Quarterly report [Sections 13 or 15(d)]

Mergers and Acquisitions

v3.26.1
Mergers and Acquisitions
3 Months Ended
Mar. 31, 2026
Business Combination, Asset Acquisition, Transaction between Entities under Common Control, and Joint Venture Formation [Abstract]  
Mergers and Acquisitions Mergers and Acquisitions
There were no acquisitions completed during the three months ended March 31, 2026.
2025 Acquisitions
On February 3, 2025, the Company completed the acquisition of Velocity Risk Underwriters, LLC (“Velocity”), an MGU
specializing in first-party insurance coverage for catastrophe exposed properties, headquartered in Nashville, Tennessee,
for cash consideration of $549.6 million and contingent consideration of $19.6 million. Measurement period adjustments
related to the initial valuation of contingent consideration of $1.5 million, Other current assets of $1.5 million, and net
working capital of $0.9 million were recognized as a net $0.9 million increase in Goodwill on the Consolidated Balance
Sheets as of December 31, 2025.
On May 1, 2025, the Company completed the acquisition of certain assets of USQRisk Holdings, LLC, a company based in
New York, New York, and London, England, that underwrites, structures, prices, and places specialty insurance for
corporate clients seeking bespoke, multi-year risk solutions, for cash consideration of $28.9 million and contingent
consideration of $23.8 million. A measurement period adjustment related to net working capital of $0.2 million was
recognized as an increase in Goodwill on the Consolidated Balance Sheets as of December 31, 2025.
On May 16, 2025, the Company completed the acquisition of 360° Underwriting, an MGU specializing in commercial
construction, based in Dublin and Galway, Ireland, for cash consideration of $28.2 million and contingent consideration of
$0.6 million.
On July 1, 2025, the Company completed the acquisition of certain assets of J.M. Wilson Corporation, a binding authority
and surplus lines broker specializing in transportation insurance, headquartered in Portage, Michigan, for $67.2 million of
cash consideration and $20.4 million of LLC Common Units. Measurement period adjustments related to Commissions and
fees receivable – net of $0.8 million, the initial valuation of Customer relationships of $0.4 million, and net working capital
of $0.6 million were recognized as a net $0.6 million increase in Goodwill on the Consolidated Balance Sheets as of
December 31, 2025.
On December 1, 2025, the Company completed the acquisition of Stewart Specialty Risk Underwriting Ltd., an MGU
specializing in underwriting large-account, high-hazard property and casualty solutions, based in Toronto, Canada, for
$124.3 million of cash consideration and $8.1 million of the Company’s Class A common stock. During the three months
ended March 31, 2026, a measurement period adjustment related to net working capital of $1.3 million was recognized as
an increase in Goodwill on the Consolidated Balance Sheets.

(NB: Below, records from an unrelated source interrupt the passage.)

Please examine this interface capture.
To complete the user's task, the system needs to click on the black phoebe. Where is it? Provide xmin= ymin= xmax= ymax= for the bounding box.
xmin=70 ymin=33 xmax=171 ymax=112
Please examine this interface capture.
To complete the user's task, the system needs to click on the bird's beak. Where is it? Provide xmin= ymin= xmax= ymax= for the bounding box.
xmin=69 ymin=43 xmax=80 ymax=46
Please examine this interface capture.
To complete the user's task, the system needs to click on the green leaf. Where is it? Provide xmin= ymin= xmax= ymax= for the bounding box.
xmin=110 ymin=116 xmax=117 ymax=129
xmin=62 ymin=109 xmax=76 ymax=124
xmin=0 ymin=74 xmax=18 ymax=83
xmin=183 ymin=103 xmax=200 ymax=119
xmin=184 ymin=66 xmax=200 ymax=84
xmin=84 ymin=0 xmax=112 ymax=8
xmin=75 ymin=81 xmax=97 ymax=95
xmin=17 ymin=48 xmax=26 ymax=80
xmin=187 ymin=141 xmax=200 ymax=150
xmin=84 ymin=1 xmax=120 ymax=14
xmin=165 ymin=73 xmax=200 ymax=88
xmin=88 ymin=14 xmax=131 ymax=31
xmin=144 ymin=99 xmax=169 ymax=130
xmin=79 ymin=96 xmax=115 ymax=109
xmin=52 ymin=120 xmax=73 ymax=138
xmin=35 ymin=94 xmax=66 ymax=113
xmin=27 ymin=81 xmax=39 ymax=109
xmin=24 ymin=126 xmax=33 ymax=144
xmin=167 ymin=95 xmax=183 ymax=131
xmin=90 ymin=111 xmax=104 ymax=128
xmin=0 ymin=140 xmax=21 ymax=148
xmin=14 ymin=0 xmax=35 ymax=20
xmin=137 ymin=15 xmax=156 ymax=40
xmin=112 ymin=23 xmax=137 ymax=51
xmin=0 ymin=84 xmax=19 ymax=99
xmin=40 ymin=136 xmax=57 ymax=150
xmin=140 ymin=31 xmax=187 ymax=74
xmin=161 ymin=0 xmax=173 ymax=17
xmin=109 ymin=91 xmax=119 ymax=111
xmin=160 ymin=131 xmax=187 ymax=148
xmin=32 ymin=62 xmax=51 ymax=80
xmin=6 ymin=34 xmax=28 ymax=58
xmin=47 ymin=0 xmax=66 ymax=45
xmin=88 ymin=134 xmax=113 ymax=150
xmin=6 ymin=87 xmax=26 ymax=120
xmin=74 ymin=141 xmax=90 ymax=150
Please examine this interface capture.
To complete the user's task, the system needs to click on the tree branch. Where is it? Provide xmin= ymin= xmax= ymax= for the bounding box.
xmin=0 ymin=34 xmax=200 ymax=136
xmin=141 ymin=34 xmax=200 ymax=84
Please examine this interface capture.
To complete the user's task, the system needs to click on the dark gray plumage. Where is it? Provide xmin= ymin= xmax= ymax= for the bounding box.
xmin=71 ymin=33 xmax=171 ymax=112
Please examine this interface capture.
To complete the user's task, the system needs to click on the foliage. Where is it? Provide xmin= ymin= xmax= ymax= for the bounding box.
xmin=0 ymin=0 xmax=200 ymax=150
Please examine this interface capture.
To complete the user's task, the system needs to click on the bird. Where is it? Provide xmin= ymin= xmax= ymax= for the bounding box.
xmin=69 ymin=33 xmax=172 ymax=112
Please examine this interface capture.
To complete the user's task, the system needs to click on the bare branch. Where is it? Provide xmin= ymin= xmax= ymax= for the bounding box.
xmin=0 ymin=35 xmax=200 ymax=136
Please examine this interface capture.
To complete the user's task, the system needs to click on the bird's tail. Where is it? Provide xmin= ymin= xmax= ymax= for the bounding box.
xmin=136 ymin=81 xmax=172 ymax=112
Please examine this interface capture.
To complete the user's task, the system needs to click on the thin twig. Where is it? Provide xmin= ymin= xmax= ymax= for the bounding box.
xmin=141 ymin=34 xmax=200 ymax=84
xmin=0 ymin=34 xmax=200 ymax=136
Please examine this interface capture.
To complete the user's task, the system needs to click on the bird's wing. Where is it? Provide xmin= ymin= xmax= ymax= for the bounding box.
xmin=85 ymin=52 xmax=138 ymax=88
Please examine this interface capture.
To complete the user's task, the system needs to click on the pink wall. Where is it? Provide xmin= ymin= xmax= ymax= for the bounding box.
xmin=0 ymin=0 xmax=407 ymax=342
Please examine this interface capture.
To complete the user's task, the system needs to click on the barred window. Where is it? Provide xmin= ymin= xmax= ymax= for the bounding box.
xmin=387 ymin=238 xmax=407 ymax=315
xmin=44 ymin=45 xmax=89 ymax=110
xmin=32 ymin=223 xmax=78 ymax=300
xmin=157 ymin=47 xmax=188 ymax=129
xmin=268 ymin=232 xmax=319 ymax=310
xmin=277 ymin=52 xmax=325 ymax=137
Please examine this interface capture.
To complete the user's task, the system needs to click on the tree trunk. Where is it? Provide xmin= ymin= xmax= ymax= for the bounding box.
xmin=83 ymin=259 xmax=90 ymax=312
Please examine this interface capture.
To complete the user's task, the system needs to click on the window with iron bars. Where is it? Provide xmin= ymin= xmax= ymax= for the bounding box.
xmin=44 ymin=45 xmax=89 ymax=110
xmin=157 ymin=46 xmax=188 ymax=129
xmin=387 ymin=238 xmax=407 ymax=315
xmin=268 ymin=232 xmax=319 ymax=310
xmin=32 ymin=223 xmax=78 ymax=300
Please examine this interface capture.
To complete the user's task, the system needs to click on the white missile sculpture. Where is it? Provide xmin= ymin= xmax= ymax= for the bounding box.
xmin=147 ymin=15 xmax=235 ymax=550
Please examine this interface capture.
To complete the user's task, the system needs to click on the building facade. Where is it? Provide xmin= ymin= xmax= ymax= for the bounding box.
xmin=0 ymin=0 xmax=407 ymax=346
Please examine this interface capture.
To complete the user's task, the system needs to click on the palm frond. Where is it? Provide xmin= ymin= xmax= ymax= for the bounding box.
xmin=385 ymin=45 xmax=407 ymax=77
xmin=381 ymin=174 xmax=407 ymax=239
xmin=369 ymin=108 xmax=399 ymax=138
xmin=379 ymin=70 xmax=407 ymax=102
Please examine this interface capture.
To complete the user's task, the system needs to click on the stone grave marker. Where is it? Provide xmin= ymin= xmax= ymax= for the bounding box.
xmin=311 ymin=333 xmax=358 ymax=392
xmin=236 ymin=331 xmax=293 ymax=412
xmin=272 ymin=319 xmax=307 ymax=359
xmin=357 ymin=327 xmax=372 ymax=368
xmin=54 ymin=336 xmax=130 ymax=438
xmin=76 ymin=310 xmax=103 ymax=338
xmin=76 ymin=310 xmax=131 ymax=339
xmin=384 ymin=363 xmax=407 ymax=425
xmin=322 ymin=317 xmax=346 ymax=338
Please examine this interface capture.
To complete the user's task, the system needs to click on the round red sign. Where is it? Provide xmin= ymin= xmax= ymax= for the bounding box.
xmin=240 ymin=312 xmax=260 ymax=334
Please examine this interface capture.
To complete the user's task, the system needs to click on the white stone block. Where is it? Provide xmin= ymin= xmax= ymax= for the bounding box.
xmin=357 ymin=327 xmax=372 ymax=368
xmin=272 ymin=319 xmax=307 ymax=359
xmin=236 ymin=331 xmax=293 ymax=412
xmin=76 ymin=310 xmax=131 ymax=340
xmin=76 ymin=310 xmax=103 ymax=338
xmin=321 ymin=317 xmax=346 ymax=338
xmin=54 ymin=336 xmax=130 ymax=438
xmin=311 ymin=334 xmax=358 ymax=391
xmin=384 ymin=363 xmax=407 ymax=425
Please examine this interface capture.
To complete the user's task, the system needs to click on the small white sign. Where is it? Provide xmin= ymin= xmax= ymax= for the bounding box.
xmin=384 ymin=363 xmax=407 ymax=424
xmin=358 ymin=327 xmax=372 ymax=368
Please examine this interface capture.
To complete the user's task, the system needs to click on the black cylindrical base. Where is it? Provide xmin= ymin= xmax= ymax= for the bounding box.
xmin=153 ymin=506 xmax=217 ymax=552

The Company recognized acquisition-related expenses, which include advisory, legal, accounting, valuation, and diligence-
related costs, for the Velocity acquisition of $3.9 million during the three months ended March 31, 2025, in General and
administrative expense on the Consolidated Statements of Income (Loss).
Estimates and assumptions used in the acquisition valuations are subject to change within the measurement period up to
one year from each acquisition date.
Unaudited Pro Forma Financial Information
The following unaudited pro forma financial information presents the combined results of operations of the Company as if
the acquisitions completed during the three months ended March 31, 2025, occurred on January 1, 2024. The unaudited pro
forma financial information is presented for informational purposes only and is not indicative of the results of operations
that would have been achieved if the acquisitions had taken place on the date indicated or of results that may occur in the
future.
Three Months Ended
March 31, 2025
Total revenue
$696,242
Net income
42,215
The unaudited pro forma financial information includes adjustments related to incremental amortization expense on
acquired intangible assets, transaction costs, incremental income tax expense related to the CCR (as defined in Note 16,
Income Taxes), and the consequential tax effects of the pro forma adjustments.
Contingent Consideration
Total consideration for certain acquisitions includes contingent consideration or contingently returnable consideration,
which is generally based on the EBITDA or revenue of the acquired business following a defined period after purchase.
Further information regarding the fair value measurements of contingent consideration and contingently returnable
consideration is detailed in Note 13, Fair Value Measurements. The Company recognizes income or loss for the changes in
fair value of estimated contingent consideration and contingently returnable consideration within Change in contingent
consideration, and recognizes accretion of the discount on these assets or liabilities within Interest expense, net, on the
Consolidated Statements of Income (Loss). The table below summarizes the amounts recognized:
Three Months Ended March 31,
2026
2025
Change in contingent consideration
$27,294
$(14,042)
Interest expense, net
2,316
2,332
Total
$29,610
$(11,710)
As of March 31, 2026, the aggregate amount of maximum consideration related to acquisitions was $597.3 million of
contingent consideration and $6.6 million of contingently returnable consideration.